One of the most tantalising market questions is this: Is there a ‘good time’ to buy stocks? Investors have always been fascinated by the timing aspect of investing. Exploitable calendar patterns give investors a ‘risk-free’ bet on markets without assuming more risk. All they need to do is to figure out the pattern and pick up additional returns!

But, is it that easy? The January Effect, for example, tells investors to buy stocks at the end of December, especially smaller capitalisation stocks, and hold them for a month. This is to pre-empt the wave of buying in January after investors harvested their tax losses at the end of the year. Psychologically, a new year often results in renewed optimism and causes many fund managers to add new positions.
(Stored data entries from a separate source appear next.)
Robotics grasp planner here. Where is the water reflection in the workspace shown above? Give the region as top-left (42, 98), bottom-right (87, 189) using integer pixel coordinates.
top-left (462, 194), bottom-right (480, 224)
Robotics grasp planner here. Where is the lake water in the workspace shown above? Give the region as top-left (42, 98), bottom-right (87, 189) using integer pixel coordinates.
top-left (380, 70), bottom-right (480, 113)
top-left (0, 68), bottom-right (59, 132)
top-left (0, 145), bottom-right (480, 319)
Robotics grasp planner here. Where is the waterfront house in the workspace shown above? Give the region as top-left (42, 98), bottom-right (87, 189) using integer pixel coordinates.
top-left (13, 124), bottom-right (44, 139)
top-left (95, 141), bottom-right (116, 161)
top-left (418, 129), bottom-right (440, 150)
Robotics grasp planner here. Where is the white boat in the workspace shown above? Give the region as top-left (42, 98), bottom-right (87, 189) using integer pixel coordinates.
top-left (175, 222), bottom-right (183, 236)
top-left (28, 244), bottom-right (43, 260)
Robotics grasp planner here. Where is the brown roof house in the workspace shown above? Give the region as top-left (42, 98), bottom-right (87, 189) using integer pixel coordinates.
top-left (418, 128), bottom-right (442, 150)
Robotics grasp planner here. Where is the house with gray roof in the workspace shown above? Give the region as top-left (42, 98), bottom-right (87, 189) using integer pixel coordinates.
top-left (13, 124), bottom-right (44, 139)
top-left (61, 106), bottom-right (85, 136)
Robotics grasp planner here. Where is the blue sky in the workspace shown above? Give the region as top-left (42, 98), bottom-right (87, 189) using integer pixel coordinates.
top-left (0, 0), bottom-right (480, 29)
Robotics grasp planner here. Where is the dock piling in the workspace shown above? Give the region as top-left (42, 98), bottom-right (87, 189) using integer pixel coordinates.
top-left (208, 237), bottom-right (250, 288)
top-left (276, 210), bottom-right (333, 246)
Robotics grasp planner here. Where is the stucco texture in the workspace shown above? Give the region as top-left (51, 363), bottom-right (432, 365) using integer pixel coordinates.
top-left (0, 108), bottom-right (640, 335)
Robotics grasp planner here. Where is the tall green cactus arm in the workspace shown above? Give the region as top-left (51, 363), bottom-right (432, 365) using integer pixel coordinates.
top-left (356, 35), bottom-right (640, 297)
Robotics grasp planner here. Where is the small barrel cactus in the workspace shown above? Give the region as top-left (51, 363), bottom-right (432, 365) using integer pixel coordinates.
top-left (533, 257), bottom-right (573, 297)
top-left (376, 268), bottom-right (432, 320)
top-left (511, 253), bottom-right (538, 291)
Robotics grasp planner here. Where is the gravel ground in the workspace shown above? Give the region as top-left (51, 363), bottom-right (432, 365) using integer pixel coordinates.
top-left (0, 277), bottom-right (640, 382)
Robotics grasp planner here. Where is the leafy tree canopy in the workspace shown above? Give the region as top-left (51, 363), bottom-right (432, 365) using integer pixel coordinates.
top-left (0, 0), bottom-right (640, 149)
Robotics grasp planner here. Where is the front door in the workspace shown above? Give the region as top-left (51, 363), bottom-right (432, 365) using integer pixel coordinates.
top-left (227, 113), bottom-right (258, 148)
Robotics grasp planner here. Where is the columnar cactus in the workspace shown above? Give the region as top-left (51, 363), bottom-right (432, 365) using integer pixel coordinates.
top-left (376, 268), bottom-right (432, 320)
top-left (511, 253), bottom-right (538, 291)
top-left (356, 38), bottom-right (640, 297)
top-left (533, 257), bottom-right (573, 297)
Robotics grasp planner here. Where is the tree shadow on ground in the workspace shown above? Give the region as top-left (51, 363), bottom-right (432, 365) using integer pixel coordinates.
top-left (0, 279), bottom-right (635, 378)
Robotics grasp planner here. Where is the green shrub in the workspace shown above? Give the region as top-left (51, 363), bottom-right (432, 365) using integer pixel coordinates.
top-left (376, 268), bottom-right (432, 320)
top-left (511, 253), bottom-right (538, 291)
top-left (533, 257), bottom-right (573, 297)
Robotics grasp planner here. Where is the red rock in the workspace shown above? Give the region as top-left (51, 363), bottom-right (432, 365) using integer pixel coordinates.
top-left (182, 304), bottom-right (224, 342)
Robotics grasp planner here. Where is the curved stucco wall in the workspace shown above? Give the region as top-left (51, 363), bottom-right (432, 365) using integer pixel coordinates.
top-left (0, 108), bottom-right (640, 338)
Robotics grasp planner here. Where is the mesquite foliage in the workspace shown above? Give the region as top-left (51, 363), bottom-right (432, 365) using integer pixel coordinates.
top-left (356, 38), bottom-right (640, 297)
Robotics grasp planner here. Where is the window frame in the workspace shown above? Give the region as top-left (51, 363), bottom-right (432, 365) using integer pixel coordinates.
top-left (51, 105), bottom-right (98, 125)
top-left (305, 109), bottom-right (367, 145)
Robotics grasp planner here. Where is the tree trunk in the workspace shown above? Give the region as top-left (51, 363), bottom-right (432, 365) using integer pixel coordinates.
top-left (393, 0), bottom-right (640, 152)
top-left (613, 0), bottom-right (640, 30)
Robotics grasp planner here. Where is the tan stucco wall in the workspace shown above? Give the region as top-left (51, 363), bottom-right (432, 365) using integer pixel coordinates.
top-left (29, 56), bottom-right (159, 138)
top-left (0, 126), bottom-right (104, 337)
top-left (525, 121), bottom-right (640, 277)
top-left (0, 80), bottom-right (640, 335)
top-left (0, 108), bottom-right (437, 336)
However, is January the best month to buy stocks? Not necessarily.

January Effect in the UK

In the UK, for example, I looked at the FTSE 100 Index since its inception in 1984. Yes, the January Effect was quite pronounced in the mid-eighties. But this pattern, somehow, became more unpredictable over time.

Half the time, January is a positive month; the other half it is not (see below, as of 30 Jan 2020). The average return is about 0.27% after 35 years. Not much upside if you take transaction costs into account. In the last decade, for instance, there were four positive January months and six negative ones.

And when I compute the average return of each calendar month of the year, January does not seem like a ‘strong month’ to me (see below). By far the strongest month is December, which, at 2.2% is about ten times as strong as January.

As a matter of fact, the ‘Santa Rally’ documented in an GMG earlier post, appears to have a stronger calendar impact than the January Effect.

Also worth noting is that September is the weaker month of the year. The adage ‘Sell in May’ certainly applies here.

The unpredictability of the January Effect

Some traders, however, may object to my observation. The January Effect in the US, for example, is stronger. This is somewhat true. In analysing the January returns from the Dow Jones Industrial Index since 1896, the percentage of positive January returns now rises to 63.7%, with an average return of nearly 1%. And the last few January returns are positive (see below).

However even for Dow January is not, on averaged, the strongest month of the year. That distinction belongs to July, followed by April and December (see below). Therefore, I am inclined to say that for many large-cap stocks (the Dow is a large-cap index) the January Effect is clearly not that pronounced.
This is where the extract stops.